Count 2: On or about the 27th day of August, 2010, failed, as an employer, to provide information, instruction and supervision to a worker to protect the safety of the worker at a workplace, contrary to section 25(2)(a) of the Occupational Health and Safety Act, R.S.O. 1990, c.O1, as amended. Particulars: The defendant failed to provide information, instruction and supervision on how to safely position, move and disband coils being processed on a slitting machine.
Count 3: On or about the 27th day of August, 2010, failed as an employer, to take every precaution reasonable in the circumstances for the protection of a worker at a workplace, contrary to section 25(2)(h) of the Occupational Health and Safety Act, R.S.O. 1990, c.O1, as amended. Particulars: The defendant failed to take the reasonable precaution of establishing and maintaining a safe procedure for positioning, moving or disbanding steel coils on a slitting machine.
[3] A lengthy trial began on May 6, 2013. On December 17, 2013, the defendant was found not guilty on counts 1 and 3, but guilty on count 2. A fine of $160,000 was imposed on June 16, 2014.
[4] Samuel appeals the conviction and the fine, and the prosecution has cross-appealed against the acquittal on counts 1 and 3, and against the sentence imposed.
The Grounds of Appeal
[5] The essence of the defence appeal against conviction is that the trial judgment is deficient in its reasons, and did not clearly set out how the Crown had proven the actus reus of count 2 beyond a reasonable doubt, ignored clear evidence of due diligence in the proof of ample training of the deceased and other employees, and ignored and did not make reference to the evidence of the expert witness called by the defence. The appeal against sentence states that the penalty imposed was harsh and unreasonable.
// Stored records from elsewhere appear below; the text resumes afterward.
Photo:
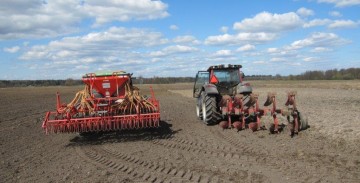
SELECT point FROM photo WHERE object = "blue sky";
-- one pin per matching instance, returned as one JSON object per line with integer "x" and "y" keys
{"x": 59, "y": 39}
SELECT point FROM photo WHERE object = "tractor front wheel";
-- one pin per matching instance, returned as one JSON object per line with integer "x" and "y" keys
{"x": 209, "y": 110}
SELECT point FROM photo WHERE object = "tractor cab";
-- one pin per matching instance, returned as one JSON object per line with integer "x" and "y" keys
{"x": 226, "y": 79}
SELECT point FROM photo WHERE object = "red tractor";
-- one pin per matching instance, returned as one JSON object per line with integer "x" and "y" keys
{"x": 109, "y": 102}
{"x": 223, "y": 97}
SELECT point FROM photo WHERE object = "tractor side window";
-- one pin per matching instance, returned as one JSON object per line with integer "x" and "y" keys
{"x": 227, "y": 77}
{"x": 202, "y": 77}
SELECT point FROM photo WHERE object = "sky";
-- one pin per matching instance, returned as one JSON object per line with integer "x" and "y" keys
{"x": 60, "y": 39}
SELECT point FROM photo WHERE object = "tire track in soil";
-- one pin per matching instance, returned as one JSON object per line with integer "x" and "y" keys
{"x": 149, "y": 171}
{"x": 18, "y": 119}
{"x": 291, "y": 163}
{"x": 261, "y": 156}
{"x": 249, "y": 174}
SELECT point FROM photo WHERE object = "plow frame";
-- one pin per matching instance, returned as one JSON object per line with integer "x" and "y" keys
{"x": 235, "y": 107}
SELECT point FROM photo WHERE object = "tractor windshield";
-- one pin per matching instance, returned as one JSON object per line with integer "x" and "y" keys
{"x": 227, "y": 77}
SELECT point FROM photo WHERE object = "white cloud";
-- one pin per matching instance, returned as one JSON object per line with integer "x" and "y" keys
{"x": 175, "y": 49}
{"x": 305, "y": 12}
{"x": 259, "y": 62}
{"x": 106, "y": 11}
{"x": 34, "y": 18}
{"x": 335, "y": 14}
{"x": 278, "y": 59}
{"x": 223, "y": 53}
{"x": 39, "y": 19}
{"x": 317, "y": 22}
{"x": 224, "y": 29}
{"x": 101, "y": 46}
{"x": 272, "y": 50}
{"x": 310, "y": 59}
{"x": 247, "y": 47}
{"x": 174, "y": 27}
{"x": 319, "y": 39}
{"x": 341, "y": 3}
{"x": 12, "y": 49}
{"x": 186, "y": 39}
{"x": 337, "y": 24}
{"x": 240, "y": 38}
{"x": 320, "y": 49}
{"x": 268, "y": 22}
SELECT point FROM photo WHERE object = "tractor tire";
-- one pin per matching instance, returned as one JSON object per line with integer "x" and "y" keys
{"x": 199, "y": 113}
{"x": 209, "y": 110}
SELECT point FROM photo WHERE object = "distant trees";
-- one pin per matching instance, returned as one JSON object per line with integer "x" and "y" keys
{"x": 334, "y": 74}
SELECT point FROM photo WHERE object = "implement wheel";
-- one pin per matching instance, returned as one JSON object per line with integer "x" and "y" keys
{"x": 209, "y": 110}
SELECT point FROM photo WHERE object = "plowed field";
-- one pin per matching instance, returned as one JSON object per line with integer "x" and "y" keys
{"x": 184, "y": 149}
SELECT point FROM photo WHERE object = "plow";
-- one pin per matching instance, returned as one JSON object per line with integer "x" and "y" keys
{"x": 222, "y": 97}
{"x": 108, "y": 102}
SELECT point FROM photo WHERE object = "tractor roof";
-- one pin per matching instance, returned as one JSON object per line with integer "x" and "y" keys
{"x": 223, "y": 67}
{"x": 105, "y": 73}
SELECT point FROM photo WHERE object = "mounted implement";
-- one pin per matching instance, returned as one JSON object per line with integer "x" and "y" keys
{"x": 108, "y": 102}
{"x": 223, "y": 97}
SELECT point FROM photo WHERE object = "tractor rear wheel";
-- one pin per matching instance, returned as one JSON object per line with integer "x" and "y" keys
{"x": 209, "y": 110}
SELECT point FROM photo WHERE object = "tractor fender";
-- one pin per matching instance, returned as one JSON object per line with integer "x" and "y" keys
{"x": 210, "y": 89}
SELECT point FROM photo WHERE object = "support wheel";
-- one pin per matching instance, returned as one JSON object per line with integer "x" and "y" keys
{"x": 303, "y": 123}
{"x": 209, "y": 110}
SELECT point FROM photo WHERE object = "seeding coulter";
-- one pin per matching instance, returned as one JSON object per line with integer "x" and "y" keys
{"x": 223, "y": 97}
{"x": 109, "y": 102}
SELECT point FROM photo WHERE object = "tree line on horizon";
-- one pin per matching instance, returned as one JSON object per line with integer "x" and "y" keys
{"x": 334, "y": 74}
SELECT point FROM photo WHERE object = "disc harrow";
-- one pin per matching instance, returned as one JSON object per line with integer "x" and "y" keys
{"x": 109, "y": 102}
{"x": 222, "y": 96}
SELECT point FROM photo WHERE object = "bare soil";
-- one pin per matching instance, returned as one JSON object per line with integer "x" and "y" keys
{"x": 184, "y": 149}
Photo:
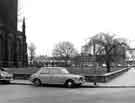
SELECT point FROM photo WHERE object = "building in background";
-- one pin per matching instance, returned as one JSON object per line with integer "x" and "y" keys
{"x": 13, "y": 47}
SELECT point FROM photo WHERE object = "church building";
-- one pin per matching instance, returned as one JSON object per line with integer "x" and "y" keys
{"x": 13, "y": 47}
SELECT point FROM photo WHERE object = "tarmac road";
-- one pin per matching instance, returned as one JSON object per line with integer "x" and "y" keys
{"x": 30, "y": 94}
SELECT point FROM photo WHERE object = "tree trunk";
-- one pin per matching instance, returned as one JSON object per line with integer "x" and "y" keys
{"x": 108, "y": 66}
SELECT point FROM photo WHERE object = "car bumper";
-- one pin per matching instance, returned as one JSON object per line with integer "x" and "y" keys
{"x": 79, "y": 81}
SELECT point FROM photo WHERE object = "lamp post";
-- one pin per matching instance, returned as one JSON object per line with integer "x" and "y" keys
{"x": 95, "y": 64}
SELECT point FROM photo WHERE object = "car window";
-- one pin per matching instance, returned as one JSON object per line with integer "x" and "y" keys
{"x": 58, "y": 71}
{"x": 53, "y": 71}
{"x": 44, "y": 71}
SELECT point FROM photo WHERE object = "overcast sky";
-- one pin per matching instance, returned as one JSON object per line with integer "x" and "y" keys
{"x": 51, "y": 21}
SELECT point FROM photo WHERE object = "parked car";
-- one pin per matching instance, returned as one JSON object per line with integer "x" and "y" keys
{"x": 56, "y": 75}
{"x": 5, "y": 76}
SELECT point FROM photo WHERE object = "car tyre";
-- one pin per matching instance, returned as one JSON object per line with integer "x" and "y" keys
{"x": 36, "y": 82}
{"x": 69, "y": 84}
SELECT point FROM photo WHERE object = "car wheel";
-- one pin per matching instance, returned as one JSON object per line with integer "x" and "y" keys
{"x": 69, "y": 84}
{"x": 37, "y": 82}
{"x": 7, "y": 82}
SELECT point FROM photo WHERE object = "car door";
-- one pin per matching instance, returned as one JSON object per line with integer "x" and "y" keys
{"x": 56, "y": 77}
{"x": 45, "y": 76}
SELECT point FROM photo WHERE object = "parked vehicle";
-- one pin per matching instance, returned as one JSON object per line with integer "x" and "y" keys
{"x": 5, "y": 76}
{"x": 56, "y": 75}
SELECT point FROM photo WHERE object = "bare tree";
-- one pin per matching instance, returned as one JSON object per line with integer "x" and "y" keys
{"x": 107, "y": 48}
{"x": 31, "y": 49}
{"x": 64, "y": 50}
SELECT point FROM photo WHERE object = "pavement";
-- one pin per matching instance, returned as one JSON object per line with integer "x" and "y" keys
{"x": 124, "y": 80}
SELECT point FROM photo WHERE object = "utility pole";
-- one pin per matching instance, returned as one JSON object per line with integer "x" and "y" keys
{"x": 95, "y": 64}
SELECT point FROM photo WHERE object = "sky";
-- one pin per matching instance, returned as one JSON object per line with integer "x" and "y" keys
{"x": 49, "y": 22}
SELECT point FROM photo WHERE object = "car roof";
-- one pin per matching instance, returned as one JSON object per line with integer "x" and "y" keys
{"x": 53, "y": 68}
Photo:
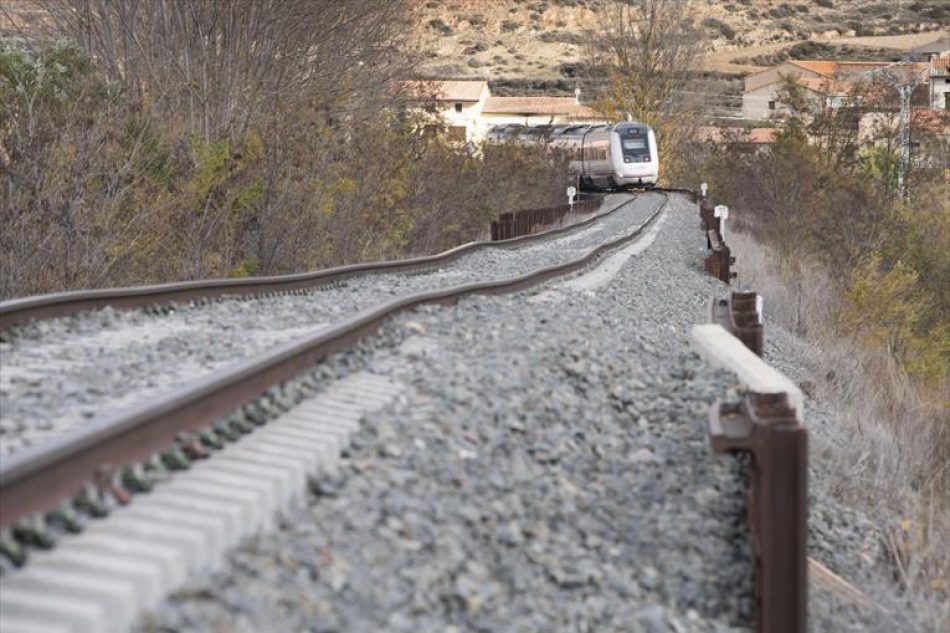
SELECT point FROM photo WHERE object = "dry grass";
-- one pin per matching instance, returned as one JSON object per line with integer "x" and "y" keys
{"x": 885, "y": 451}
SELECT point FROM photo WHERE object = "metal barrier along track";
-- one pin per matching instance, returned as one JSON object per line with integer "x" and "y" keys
{"x": 17, "y": 311}
{"x": 37, "y": 479}
{"x": 767, "y": 423}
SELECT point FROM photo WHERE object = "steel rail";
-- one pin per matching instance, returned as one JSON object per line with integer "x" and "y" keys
{"x": 60, "y": 304}
{"x": 37, "y": 479}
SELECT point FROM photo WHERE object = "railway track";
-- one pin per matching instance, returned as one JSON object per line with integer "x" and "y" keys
{"x": 307, "y": 416}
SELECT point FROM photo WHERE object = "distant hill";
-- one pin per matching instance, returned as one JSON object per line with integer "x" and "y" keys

[6] The Crown appeal also states that the judgment is deficient, that the acquittal on counts 1 and 3 was an error, and that the sentence imposed was too lenient.
Powers of the Appellate Court and the Standard of Review
Provincial Offences Act
[7] The Ontario Provincial Offences Act sets out the appellate jurisdiction of this court:
Orders on appeal against conviction, etc.
120 (1) On the hearing of an appeal against a conviction or against a finding as to the ability, because of mental disorder, to conduct a defence, the court by order,
(a) may allow the appeal where it is of the opinion that,
(i) the finding should be set aside on the ground that it is unreasonable or cannot be supported by the evidence,
(ii) the judgment of the trial court should be set aside on the ground of a wrong decision on a question of law, or
(iii) on any ground, there was a miscarriage of justice; or
(b) may dismiss the appeal where,
(i) the court is of the opinion that the appellant, although the appellant was not properly convicted on a count or part of an information, was properly convicted on another count or part of the information,
(ii) the appeal is not decided in favour of the appellant on any ground mentioned in clause (a), or
(iii) although the court is of the opinion that on any ground mentioned in subclause (a)(ii) the appeal might be decided in favour of the appellant, it is of the opinion that no substantial wrong or miscarriage of justice has occurred.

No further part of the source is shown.